Senshi clearly doesn’t know what to say, eyebrows hike up far over his forehead, and knowing he’s at risk of a conversation he doesn’t want to have, Chilchuck clears his throat and continues.

 

“I mean, it’s just me here. I…I mean, you’re not obligated to do anything, but…I really…would enjoy your company.”

 

He pulls his lips in as he says this, an open gesture of mocking towards his own very real feelings, but the validity of his words shine through his honest eyes. He’s not kidding. Senshi’s company is very much appreciated in his case, and if he were to stay and extend that company, Chilchuck couldn’t be any happier.

 

Being open. That’s a weird sensation for him. Saying what’s on his mind isn’t exactly a foreign course of action, but there’s a difference between something that shouldn’t be said and something he doesn’t want to say. He thinks this takes up a comfortable space between the two options, but…well, it’s not enough to deter his will. He said what was said, and he thinks it’s better not to dwell on the reason why, lest he makes himself uncomfortable.

 

Senshi softens visibly, his shoulders dropping with a sigh that escapes his lips in the shape of a fond visage of Chilchuck. His eyelids twitch as if fighting back a real grin, an exasperation of happiness that bleeds from Chilchuck’s own vulnerability. If he brought it out into the open, it would only layer a reluctance over the situation that he doesn’t want to risk changing for even a second.

 

“Do you want me to stay?

 

It’s one hell of a dare. A challenge of Chlichucks’ willingness to put his soul in Senshi’s hands, but it’s no contest when he spies the way Senshi licks a stray fleck of ale from the corner of his lips. His answer tumbles from his lips with an embarrassing conviction.

 

“I…would.”

 

As a golden reward for his admission, Senshi drops his things so quickly it’s as if he’d simply been testing Chilchuck the whole time.

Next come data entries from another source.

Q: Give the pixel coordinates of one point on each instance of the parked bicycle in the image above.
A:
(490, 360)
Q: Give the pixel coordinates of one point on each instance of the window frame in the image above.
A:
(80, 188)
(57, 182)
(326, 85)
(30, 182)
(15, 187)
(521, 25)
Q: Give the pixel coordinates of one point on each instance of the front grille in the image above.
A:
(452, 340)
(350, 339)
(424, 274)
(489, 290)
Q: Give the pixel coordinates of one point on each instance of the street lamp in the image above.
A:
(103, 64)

Some part of him looks relieved in hearing this answer, but Chilchuck convinces himself that it’s just a part of his imagination.

 

“Well, I can’t argue with that,” Senshi chortles. “It’s an awfully honest answer of you, so how can I refuse?”

 

Chilchuck rolls his eyes with a tinge of humour, his cheeks bulging a little around his budding grin. “Alright, alright, don’t rub it in. Almost makes me think you wanted me to ask you to stay.”

 

Senshi looks as if he’s about to retort, but he doesn’t. Instead, he settles himself back into his chair, and though it feels like a mile away from where Chilchuck is sitting, it’s still a place in his home that’s deeply valued. Senshi’s presence could be felt by Chilchuck anywhere in the house, and in a moment that makes Chilchuck’s heart jump into his mouth, he thinks about what it would be like to experience that every day.

 

“Well, I don’t know if I’d say that,” Senshi replies coyly, lifting his tankard up, “but fill my drink up again and I’ll have a think about it.”

 

It’s enough to send Chilchuck into peals of laughter, and as he writhes in mirth on his chair, he wonders if his own smile is as gorgeous to Senshi as Senshi’s is to him. This time, he won’t pardon himself with any excuses. He accepts his own vanity and allows his toothy grin to be perceived in all its glory by a man he wishes to make that chair he sits in his own.

Notes:

idk man. i don't remember writing this and i only wrote it ten minutes ago.